Cats use their tails like a standalone form of communication. Tail wagging typically either signifies irritation, curiosity, or aggression (as in predatory behavior).
Rarely, tail wagging may be a symptom of a rare neurological condition called hyperesthesia syndrome.
Drinking from a running faucet
Wild cats learn early in life that running water is likely to be safer to drink than stagnant water.
So when your pet cat ignores their water bowl in favor of an open tap or even the tub spout, they are likely just trying to choose the safest way to stay hydrated.
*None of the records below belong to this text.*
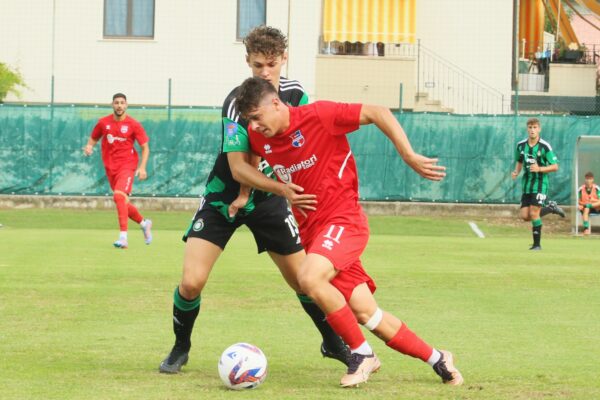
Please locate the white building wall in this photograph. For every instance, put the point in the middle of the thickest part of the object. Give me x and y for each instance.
(475, 35)
(195, 46)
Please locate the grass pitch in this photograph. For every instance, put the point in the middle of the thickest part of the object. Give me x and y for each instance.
(82, 320)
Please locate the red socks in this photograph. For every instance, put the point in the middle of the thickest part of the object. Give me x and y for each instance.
(344, 323)
(134, 214)
(121, 203)
(406, 342)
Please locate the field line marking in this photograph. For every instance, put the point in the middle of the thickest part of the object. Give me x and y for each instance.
(476, 229)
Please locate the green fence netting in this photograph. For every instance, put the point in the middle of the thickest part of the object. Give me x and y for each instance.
(41, 153)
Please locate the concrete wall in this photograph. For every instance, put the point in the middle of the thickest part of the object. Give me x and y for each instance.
(572, 80)
(374, 80)
(476, 35)
(195, 46)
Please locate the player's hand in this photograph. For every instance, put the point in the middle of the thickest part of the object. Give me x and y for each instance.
(88, 150)
(294, 194)
(426, 167)
(141, 173)
(534, 168)
(236, 204)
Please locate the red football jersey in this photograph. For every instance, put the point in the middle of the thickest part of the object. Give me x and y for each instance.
(314, 153)
(118, 138)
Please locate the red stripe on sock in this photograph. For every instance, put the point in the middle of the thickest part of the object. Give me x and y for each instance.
(406, 342)
(134, 214)
(121, 211)
(344, 323)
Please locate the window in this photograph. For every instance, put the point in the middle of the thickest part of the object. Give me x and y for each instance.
(129, 18)
(251, 13)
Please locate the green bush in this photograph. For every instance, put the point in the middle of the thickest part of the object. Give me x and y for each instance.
(9, 79)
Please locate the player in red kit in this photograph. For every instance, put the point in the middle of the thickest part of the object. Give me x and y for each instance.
(118, 133)
(308, 150)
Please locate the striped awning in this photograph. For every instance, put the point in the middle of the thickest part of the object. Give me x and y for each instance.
(388, 21)
(531, 25)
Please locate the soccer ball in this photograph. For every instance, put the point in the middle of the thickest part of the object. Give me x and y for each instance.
(242, 366)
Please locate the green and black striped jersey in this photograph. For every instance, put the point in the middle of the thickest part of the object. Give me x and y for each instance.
(542, 154)
(221, 188)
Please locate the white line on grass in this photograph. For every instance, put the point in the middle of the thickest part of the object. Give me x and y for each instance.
(477, 231)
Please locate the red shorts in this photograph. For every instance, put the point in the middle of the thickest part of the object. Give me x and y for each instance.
(342, 242)
(121, 180)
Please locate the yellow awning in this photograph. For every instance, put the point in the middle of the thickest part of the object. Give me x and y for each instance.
(531, 26)
(388, 21)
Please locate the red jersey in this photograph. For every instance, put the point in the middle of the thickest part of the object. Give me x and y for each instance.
(118, 138)
(314, 153)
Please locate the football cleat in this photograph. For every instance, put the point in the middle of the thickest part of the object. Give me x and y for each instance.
(360, 367)
(555, 209)
(176, 359)
(121, 244)
(447, 371)
(147, 229)
(341, 356)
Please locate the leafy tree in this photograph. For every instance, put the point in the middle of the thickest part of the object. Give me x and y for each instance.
(9, 79)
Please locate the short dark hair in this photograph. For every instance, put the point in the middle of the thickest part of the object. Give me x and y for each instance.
(266, 40)
(250, 93)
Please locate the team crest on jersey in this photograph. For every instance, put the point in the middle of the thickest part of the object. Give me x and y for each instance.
(198, 225)
(231, 128)
(297, 139)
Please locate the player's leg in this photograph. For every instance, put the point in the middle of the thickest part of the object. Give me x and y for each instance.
(315, 278)
(206, 239)
(524, 211)
(144, 223)
(275, 231)
(552, 208)
(536, 226)
(124, 184)
(399, 337)
(586, 220)
(332, 345)
(121, 199)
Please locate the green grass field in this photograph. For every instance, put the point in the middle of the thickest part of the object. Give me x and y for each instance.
(82, 320)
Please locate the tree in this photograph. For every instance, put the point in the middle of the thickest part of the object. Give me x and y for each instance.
(9, 80)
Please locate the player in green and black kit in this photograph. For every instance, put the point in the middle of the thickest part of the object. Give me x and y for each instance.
(539, 160)
(226, 206)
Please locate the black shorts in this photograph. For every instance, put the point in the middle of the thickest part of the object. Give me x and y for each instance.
(533, 199)
(271, 222)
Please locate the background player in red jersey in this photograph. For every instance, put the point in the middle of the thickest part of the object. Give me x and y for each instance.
(118, 132)
(307, 146)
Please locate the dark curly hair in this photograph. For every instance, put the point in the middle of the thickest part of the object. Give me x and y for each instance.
(266, 40)
(250, 93)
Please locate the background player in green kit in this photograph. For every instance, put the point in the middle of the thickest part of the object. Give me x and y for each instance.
(226, 206)
(539, 160)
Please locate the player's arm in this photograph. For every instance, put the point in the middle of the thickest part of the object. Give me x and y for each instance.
(247, 174)
(88, 149)
(141, 171)
(383, 118)
(96, 134)
(234, 158)
(545, 169)
(517, 170)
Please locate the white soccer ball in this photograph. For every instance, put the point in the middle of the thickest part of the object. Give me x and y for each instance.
(242, 366)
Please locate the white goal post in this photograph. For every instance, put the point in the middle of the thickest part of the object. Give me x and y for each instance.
(586, 158)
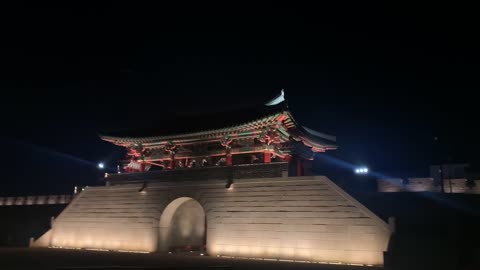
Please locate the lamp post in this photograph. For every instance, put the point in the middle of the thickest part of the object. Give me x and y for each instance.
(440, 161)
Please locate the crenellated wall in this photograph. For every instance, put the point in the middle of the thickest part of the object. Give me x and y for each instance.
(35, 200)
(298, 218)
(426, 184)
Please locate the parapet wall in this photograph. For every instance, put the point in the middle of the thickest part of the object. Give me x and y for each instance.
(35, 200)
(426, 184)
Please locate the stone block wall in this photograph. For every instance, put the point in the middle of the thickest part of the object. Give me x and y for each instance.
(296, 218)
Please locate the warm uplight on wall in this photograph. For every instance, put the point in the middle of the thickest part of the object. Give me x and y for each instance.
(362, 170)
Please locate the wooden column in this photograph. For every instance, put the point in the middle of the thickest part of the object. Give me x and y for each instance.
(172, 161)
(299, 167)
(267, 156)
(228, 151)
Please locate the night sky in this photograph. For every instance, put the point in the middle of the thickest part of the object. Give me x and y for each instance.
(385, 80)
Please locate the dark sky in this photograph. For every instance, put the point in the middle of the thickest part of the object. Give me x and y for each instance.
(384, 79)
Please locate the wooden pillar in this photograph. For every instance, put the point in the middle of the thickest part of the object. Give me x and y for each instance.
(299, 167)
(267, 156)
(229, 156)
(172, 161)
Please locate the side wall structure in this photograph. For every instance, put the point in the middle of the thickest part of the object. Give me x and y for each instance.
(294, 218)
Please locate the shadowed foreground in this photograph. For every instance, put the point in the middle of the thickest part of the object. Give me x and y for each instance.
(24, 258)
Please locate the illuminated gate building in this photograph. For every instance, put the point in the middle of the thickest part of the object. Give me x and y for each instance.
(244, 189)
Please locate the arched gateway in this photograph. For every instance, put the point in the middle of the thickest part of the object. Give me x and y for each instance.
(248, 180)
(182, 226)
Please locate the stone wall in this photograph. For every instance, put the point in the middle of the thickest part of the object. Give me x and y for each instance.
(426, 184)
(296, 218)
(35, 200)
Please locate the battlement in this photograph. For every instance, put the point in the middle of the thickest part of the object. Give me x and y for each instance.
(35, 200)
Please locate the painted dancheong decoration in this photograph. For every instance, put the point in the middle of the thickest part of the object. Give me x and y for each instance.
(242, 190)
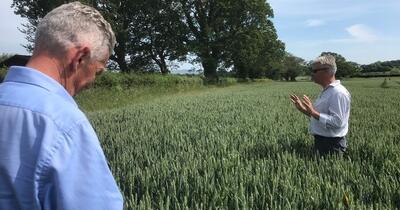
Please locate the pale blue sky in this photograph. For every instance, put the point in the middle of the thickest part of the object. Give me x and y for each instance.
(363, 31)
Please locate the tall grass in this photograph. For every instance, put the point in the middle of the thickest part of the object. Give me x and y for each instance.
(246, 147)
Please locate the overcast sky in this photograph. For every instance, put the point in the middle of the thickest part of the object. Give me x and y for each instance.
(363, 31)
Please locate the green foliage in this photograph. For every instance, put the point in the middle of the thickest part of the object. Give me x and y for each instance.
(133, 80)
(381, 66)
(4, 56)
(291, 67)
(3, 72)
(344, 68)
(384, 84)
(252, 44)
(247, 147)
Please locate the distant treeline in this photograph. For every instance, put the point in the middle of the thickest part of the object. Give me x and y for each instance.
(385, 66)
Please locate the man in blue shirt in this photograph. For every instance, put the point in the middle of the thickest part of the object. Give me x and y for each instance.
(50, 156)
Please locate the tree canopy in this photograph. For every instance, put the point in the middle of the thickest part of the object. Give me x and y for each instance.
(221, 33)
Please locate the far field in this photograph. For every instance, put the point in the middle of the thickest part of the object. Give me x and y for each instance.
(246, 147)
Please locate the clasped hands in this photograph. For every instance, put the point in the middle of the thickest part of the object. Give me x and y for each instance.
(305, 106)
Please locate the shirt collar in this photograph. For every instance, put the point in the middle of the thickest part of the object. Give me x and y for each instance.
(333, 84)
(32, 76)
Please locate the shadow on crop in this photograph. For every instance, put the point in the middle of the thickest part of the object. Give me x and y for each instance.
(296, 147)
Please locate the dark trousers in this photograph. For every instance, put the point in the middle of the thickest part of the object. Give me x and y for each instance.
(330, 145)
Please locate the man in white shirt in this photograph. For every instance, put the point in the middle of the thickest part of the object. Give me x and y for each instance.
(330, 112)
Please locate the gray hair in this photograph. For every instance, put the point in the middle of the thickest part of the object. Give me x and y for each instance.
(72, 24)
(328, 60)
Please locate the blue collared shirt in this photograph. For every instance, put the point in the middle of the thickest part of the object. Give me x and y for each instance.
(50, 156)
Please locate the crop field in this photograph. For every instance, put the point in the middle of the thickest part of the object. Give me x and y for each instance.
(247, 147)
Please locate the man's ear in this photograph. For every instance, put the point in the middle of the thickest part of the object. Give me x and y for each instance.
(81, 55)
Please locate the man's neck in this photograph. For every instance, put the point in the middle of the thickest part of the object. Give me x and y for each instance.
(327, 82)
(51, 67)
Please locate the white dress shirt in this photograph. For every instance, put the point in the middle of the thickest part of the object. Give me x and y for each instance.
(333, 104)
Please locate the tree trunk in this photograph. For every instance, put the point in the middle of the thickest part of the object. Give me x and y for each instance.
(210, 65)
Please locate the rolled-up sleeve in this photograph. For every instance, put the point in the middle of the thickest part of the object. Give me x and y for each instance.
(338, 112)
(78, 176)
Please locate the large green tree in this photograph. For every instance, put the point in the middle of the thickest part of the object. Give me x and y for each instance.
(291, 67)
(252, 40)
(163, 32)
(206, 21)
(146, 30)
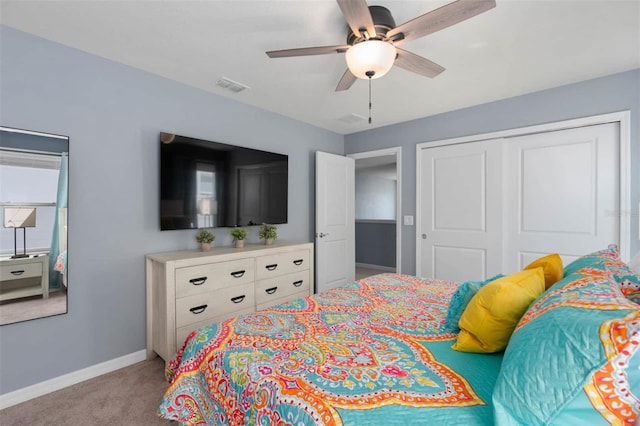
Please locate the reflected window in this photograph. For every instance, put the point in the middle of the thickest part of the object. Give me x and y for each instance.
(206, 196)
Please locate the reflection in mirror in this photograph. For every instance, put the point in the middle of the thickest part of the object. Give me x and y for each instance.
(33, 195)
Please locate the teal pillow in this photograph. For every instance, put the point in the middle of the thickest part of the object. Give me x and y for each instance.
(460, 300)
(557, 348)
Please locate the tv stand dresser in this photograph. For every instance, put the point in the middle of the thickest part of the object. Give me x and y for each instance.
(189, 289)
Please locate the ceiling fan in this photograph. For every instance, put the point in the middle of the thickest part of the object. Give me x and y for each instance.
(373, 39)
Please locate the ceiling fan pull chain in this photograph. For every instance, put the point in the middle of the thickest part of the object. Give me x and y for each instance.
(370, 96)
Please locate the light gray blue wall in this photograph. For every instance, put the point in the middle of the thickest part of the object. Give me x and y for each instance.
(599, 96)
(113, 114)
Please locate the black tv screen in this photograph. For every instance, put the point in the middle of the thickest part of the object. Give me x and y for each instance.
(205, 184)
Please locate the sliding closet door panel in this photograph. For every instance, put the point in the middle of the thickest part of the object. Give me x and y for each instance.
(460, 201)
(562, 192)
Some cats are also attracted to the movement of running water, which is a good tip to tuck away when you are struggling to get your cat to drink enough!
Bringing you stinky dead “presents”
Live Science explains one particularly unwelcome pet cat trait – bringing home presents in the form of dead birds, squirrels, mice, or rats.
Wild mother cats will teach their young to hunt by bringing home injured or dead prey so the kittens can practice.
Scientists theorize that pet cats have the best of intentions by presenting these prey animals so you, their person, can learn to hunt.
Waking up and getting active after nightfall
As Smithsonian Magazine highlights, wild cat will adapt their daily routine to optimize hunting success.
Many prey animals such as mice, rats, and small lizards will become more active under the cover of the dark in hopes of foraging for food undetected.
So when your house cat starts to get their second wind as the sun goes down, you can understand that this is simply an instinct left over from their wild cat days.
Chattering to themselves
As The Drake Center for Veterinary Care points out, chattering is thought to be a preparatory display to heighten predatory instincts while hunting.
When your pet cat does it while watching a bird or squirrel outside the window, it may be a sign of frustrated hunting instincts.
Did Curiosity Ever Kill a Cat for Real
Curiosity killed the cat is one of those overused cliches that no cat owner enjoys hearing.
As Interesting Literature highlights, the phrase originally had more of a “care kills the cat” connotation, with care meaning worry or sorrow.
In truth, a cat’s curiosity is a trait that evolved to help cats survive in the wild.